Sudan rivals agree to new talks as strike ends: mediator
The apparent breakthrough, which the ruling military council had yet to confirm, came as a top US diplomat prepared to embark on a mission to press the generals to halt the crackdown on protesters demanding civilian rule.
Sudan has been led by a military junta since it toppled autocratic president Omar al-Bashir on April 11 after months of nationwide protests against his iron-fisted rule of three decades.
Following Bashir's removal, protesters camped outside military headquarters in Khartoum for weeks to demand civilian rule, before security and paramilitary forces dispersed them in a June 3 crackdown that killed dozens.
The protest movement launched a campaign of civil disobedience on Sunday, and most businesses stayed closed and residents hunkered indoors for the next three days.

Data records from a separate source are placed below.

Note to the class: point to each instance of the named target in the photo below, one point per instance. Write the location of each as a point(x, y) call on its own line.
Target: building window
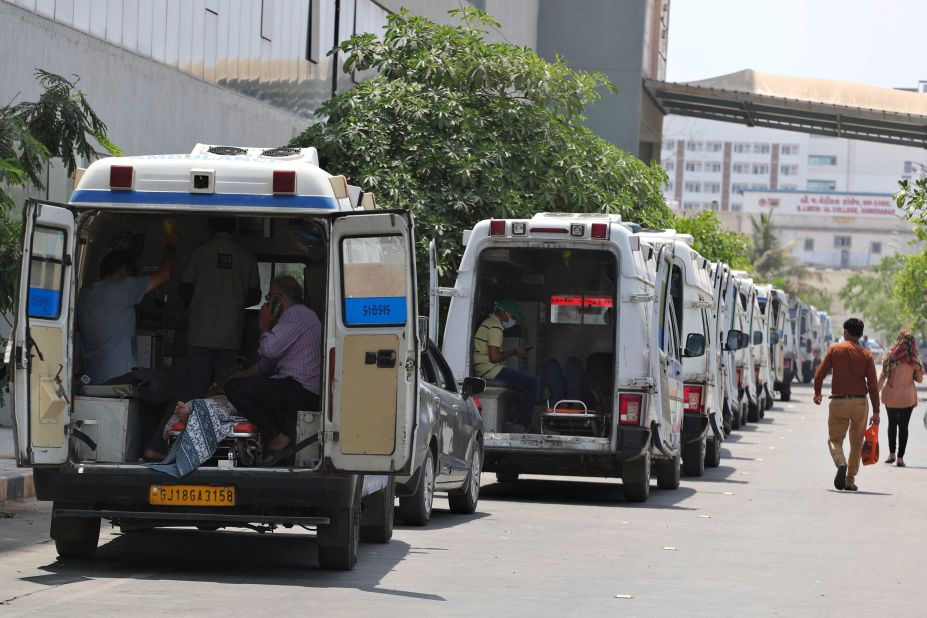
point(842, 242)
point(822, 185)
point(822, 160)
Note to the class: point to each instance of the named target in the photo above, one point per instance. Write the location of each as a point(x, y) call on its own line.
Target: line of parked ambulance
point(648, 355)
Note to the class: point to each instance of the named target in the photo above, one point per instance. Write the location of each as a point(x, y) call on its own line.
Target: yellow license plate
point(191, 495)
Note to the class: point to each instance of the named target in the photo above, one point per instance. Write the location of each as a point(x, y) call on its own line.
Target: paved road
point(765, 534)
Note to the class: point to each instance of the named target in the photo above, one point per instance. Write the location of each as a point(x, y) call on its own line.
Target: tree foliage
point(60, 124)
point(458, 129)
point(713, 241)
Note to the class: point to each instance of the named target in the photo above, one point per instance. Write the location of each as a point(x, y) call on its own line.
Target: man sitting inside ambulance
point(286, 378)
point(106, 323)
point(488, 359)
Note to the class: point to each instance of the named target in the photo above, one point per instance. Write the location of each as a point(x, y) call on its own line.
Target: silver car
point(448, 452)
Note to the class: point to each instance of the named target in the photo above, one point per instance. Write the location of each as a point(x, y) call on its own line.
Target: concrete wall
point(148, 107)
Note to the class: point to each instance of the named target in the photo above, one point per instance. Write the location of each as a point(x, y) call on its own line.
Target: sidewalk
point(15, 483)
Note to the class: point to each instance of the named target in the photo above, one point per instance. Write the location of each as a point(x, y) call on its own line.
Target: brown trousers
point(844, 415)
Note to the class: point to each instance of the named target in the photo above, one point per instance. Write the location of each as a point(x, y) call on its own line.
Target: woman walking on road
point(900, 370)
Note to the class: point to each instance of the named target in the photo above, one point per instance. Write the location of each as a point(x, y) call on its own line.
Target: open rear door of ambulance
point(373, 359)
point(41, 348)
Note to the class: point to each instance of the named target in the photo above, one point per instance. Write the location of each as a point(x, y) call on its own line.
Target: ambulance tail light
point(692, 399)
point(331, 383)
point(629, 408)
point(122, 177)
point(284, 182)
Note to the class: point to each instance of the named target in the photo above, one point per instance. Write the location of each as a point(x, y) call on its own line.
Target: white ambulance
point(357, 267)
point(604, 341)
point(693, 297)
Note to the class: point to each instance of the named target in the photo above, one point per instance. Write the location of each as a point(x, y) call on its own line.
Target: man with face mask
point(488, 359)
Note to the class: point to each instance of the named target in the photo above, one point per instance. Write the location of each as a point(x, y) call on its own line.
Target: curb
point(16, 485)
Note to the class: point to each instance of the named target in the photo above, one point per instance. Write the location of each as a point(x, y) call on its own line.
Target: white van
point(603, 335)
point(357, 268)
point(693, 296)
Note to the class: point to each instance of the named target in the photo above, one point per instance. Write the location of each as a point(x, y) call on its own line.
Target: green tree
point(872, 294)
point(458, 129)
point(713, 241)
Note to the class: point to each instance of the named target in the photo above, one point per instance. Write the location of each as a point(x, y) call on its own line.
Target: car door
point(372, 396)
point(457, 432)
point(41, 343)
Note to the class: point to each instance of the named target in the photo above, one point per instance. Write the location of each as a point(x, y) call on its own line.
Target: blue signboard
point(376, 310)
point(44, 303)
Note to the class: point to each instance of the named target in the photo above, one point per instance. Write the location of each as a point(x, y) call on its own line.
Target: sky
point(875, 42)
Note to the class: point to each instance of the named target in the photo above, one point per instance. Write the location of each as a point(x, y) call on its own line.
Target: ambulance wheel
point(75, 537)
point(635, 479)
point(378, 514)
point(338, 541)
point(464, 500)
point(713, 453)
point(753, 412)
point(668, 473)
point(693, 458)
point(415, 510)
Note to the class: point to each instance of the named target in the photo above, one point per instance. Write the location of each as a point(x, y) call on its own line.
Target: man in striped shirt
point(286, 378)
point(488, 359)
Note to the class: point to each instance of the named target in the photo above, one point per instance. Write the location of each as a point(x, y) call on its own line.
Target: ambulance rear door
point(40, 350)
point(374, 350)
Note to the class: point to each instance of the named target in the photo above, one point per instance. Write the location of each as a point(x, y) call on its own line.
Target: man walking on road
point(854, 378)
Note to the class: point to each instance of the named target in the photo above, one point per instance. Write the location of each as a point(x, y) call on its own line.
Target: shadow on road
point(230, 557)
point(582, 493)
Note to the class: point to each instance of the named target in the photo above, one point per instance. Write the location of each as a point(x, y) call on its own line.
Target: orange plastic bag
point(870, 454)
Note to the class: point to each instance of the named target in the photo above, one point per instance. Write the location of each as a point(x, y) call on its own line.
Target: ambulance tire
point(338, 541)
point(378, 515)
point(415, 510)
point(635, 479)
point(693, 458)
point(75, 537)
point(713, 453)
point(669, 473)
point(753, 412)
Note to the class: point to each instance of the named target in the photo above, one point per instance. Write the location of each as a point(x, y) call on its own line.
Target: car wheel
point(75, 537)
point(668, 473)
point(378, 513)
point(713, 453)
point(693, 458)
point(338, 541)
point(464, 501)
point(415, 510)
point(635, 479)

It had threatened to pile even more pressure on the generals by releasing a list of members for a new ruling body - the key point of dispute between the two sides.
But they agreed to end the campaign and return to talks, said an envoy of Ethiopian Prime Minister Abiy Ahmed.
"The Alliance for Freedom and Change agreed to end the civil disobedience (campaign) from today," Mahmoud Drir, who has been mediating between the two sides since Ahmed visited Khartoum last week.
"Both sides have also agreed to resume talks soon," he told reporters.
The protest movement itself said in a statement that it was calling on people "to resume work from Wednesday".
Protest leaders have vowed to name a new ruling body to replace the generals.
"The Alliance for Freedom and Change will reveal its sovereign council and a prime minister in an announcement to be made at a suitable time," the Sudanese Professionals Association, a key member of the umbrella protest movement, said late on Monday.
The civil disobedience campaign was launched after a week of deadly violence in the capital Khartoum.
Paramilitary and security forces on Monday stormed a 58-day-long peaceful sit-in, reportedly beating and shooting at unarmed protesters, raping doctors and throwing tens of dead bodies into the river Nile.
At least 118 people were killed and hundreds injured in the massacre and ongoing crackdown, according to the Central Committee for Sudanese Doctors (CCSD).
Activists have reported arrests and beatings of opposition activists as paramilitary militias roam the streets, dismantling barricades set up by demonstrators to shield their neighbourhoods from more violence.